In a presentation and discussion at the Asia Society, ecological filmmaker John D. Liu illustrated through his film Lessons of the Loess Plateau how China's successes in rehabilitating large-scale damaged ecosystems in the Central China region, can serve as a blueprint for reversing human-induced environmental devastation in other countries, with strong emphasis on Northern Africa.
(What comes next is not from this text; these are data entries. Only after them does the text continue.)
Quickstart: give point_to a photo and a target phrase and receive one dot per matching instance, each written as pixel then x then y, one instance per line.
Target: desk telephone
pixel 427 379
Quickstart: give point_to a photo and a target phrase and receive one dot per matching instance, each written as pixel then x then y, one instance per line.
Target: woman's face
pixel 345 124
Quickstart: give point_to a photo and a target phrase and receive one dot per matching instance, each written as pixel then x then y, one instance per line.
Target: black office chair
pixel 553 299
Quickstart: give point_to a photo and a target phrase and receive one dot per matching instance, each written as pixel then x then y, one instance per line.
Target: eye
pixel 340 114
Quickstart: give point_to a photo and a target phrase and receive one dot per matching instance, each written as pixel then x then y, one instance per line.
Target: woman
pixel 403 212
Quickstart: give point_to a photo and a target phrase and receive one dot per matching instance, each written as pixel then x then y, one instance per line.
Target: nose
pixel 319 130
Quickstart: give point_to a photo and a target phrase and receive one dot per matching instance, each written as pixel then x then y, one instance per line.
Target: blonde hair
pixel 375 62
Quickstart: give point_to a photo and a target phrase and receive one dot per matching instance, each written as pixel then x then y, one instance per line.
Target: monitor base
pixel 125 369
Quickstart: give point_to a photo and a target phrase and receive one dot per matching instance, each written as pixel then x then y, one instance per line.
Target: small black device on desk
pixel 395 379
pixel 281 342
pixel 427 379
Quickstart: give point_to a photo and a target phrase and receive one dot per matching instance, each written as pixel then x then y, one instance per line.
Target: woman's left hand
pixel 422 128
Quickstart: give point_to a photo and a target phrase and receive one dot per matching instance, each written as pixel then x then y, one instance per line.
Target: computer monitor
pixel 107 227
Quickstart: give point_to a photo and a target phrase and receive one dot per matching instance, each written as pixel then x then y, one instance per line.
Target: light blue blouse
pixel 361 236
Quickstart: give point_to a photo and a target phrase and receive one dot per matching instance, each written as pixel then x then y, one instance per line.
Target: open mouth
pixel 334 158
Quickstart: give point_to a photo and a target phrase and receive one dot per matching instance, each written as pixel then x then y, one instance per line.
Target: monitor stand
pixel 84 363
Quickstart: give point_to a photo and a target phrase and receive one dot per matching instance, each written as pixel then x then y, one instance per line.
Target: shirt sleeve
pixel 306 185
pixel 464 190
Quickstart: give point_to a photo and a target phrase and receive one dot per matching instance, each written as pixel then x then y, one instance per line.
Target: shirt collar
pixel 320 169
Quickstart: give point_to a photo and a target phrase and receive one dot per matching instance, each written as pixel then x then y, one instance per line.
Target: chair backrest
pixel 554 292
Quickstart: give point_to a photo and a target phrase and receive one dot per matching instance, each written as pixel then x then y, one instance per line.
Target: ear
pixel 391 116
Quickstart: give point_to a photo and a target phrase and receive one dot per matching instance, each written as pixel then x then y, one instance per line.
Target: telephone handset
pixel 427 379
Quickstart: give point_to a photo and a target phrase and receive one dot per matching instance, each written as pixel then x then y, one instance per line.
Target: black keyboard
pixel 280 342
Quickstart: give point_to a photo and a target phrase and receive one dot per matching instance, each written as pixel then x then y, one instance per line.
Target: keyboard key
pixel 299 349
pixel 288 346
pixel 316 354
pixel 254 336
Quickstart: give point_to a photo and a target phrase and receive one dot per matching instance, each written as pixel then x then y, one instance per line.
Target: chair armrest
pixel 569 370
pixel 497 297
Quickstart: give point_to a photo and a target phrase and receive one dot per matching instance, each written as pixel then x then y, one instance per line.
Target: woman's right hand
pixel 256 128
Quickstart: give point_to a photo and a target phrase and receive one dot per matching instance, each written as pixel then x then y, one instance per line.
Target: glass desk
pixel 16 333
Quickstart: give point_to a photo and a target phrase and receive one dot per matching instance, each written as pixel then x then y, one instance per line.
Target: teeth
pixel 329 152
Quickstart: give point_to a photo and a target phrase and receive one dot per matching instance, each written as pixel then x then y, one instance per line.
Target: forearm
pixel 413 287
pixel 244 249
Liu's multimedia lecture outlined how the Loess Plateau Watershed Rehabilitation Project, led by the World Bank and a team of Chinese scientists from the Ministry of Water Resources in theearly 1990s, was able to transform the dry and mineral depleted region, restoring biodiversity and soil stability and increasing village incomes. The project created clear policies on land tenure, forbid free-range grazing of livestock, and planted an enormous number of trees.
"The Loess Plateau, a region that was once a pristine, nurturing ecosystem was ecologically devastated by human impact," said Liu.
Liu also noted the very similar degraded nature of the environments in Ethiopia and Eritrea, and stressed that these countries can learn from the lessons of the Loess Plateau. For him, combating climate change also occurs on the micro-level and an integral part of it involves reversing the human impacts on a community's immediate environmental surroundings.